Hier fehlt es an Nachwuchs: So stehts um Chemnitzer Platten
Chemnitz - Gegen das Klischee: Auch außerhalb des Heckert-Gebiets gibt es zahlreiche Plattenbauten in der Stadt.
Viele wurden seit der Wende saniert - aber nicht alle. Doch das ist nicht das Hauptproblem der Chemnitzer "Platten".
"Die Mieter-Durchmischung ist die größte Aufgabe heute", sagt Ringo Lottig (54). Der Vorstand der Chemnitzer Siedlungsgemeinschaft (CSg) kennt die Misere: "Viele Menschen sind in der DDR zur gleichen Zeit eingezogen, oft waren sie im gleichen Alter." Diese Mieter sind heute Senioren und oft Block-Hauptbewohner.

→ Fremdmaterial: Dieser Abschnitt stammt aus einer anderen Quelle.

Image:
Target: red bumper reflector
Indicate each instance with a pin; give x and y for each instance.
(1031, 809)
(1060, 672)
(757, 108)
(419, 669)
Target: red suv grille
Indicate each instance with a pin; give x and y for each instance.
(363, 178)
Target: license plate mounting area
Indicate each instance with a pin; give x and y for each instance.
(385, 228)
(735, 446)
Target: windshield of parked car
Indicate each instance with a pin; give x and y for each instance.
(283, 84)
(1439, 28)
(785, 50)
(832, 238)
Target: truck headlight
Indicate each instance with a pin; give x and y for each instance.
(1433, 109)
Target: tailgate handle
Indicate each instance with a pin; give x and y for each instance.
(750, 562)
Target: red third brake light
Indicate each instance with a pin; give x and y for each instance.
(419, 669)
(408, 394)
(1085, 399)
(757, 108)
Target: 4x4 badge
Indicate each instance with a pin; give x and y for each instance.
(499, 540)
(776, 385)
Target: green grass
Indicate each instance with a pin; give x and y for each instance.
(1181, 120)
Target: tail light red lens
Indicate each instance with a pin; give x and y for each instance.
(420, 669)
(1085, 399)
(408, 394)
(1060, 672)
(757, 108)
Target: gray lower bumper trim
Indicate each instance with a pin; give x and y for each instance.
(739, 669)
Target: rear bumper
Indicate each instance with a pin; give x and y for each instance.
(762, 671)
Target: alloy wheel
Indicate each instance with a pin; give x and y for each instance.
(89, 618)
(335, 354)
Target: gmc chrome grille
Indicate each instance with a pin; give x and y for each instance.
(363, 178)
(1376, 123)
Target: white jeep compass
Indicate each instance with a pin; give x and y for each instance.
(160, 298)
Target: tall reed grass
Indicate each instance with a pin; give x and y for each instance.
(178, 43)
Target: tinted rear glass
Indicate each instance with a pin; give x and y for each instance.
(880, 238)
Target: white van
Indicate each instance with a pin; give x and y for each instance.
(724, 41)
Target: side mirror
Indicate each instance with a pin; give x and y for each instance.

Anfang der 1960er begann im damaligen Karl-Marx-Stadt eine Wohnungsbau-Offensive. "Grund war die Wohnungsnot nach dem Krieg. Allein im Flemming-Gebiet entstanden 10 000 neue Wohnungen, 1962 zogen die ersten Mieter ein", so der CSg-Chef weiter.
Während diese "Altneubauten" noch ein Spitzdach aufweisen, war ab den Siebzigern die neue "Platte" flach - und höher.
Attraktiver Wohnraum nur mit Sanierung möglich
"Das Objekt in der Carl-von-Ossietzky-Straße 202-208 wurde 1970 erbaut, hat 9 Etagen und beinhaltet 139 Wohnungen", schildert Erik Escher (39), Sprecher der Chemnitzer "Grundstücks- und Gebäudewirtschafts-Gesellschaft" (GGG). Diese saniert den Gablenzer Plattenbau seit Jahresanfang für 5,5 Millionen Euro, er soll im Mai 2021 fertig werden.
Doch nicht überall erhält die Platte eine Verjüngungskur. "In den drei L-förmigen Wohnhäusern in der Kutusowstraße sind noch nicht alle der insgesamt rund 530 Wohnungen saniert - um noch ein paar günstige mit Preisen von knapp über 200 Euro zu haben", erläutert Daniel Pfaff (43) von der Chemnitzer Allgemeinen Wohnungsbaugenossenschaft (CAWG).
"Wir müssen aber eigentlich sanieren, um attraktiven Wohnraum zu bieten - denn hier entscheidet der Markt", kontert CSg-Vorstand Lottig.
Mit einem Gesamt-Wohnungsleerstand von 8 bis 9 Prozent und einem Durchschnittspreis von rund 5 Euro Kaltmiete pro Quadratmeter bildet Chemnitz eine Ausnahme unter den deutschen Großstädten.
Und die Platte außerhalb des Heckerts ist beliebt. "Es ist ruhiger als auf dem Dorf, dort wohnte ich an einer Hauptstraße. Hier schaue ich aus dem Fenster, sehe ins Grüne und die Hasen über die Wiese laufen", sagt Peter Großöhme (34), der seit 2016 in der Kutusowstraße im Yorckgebiet wohnt.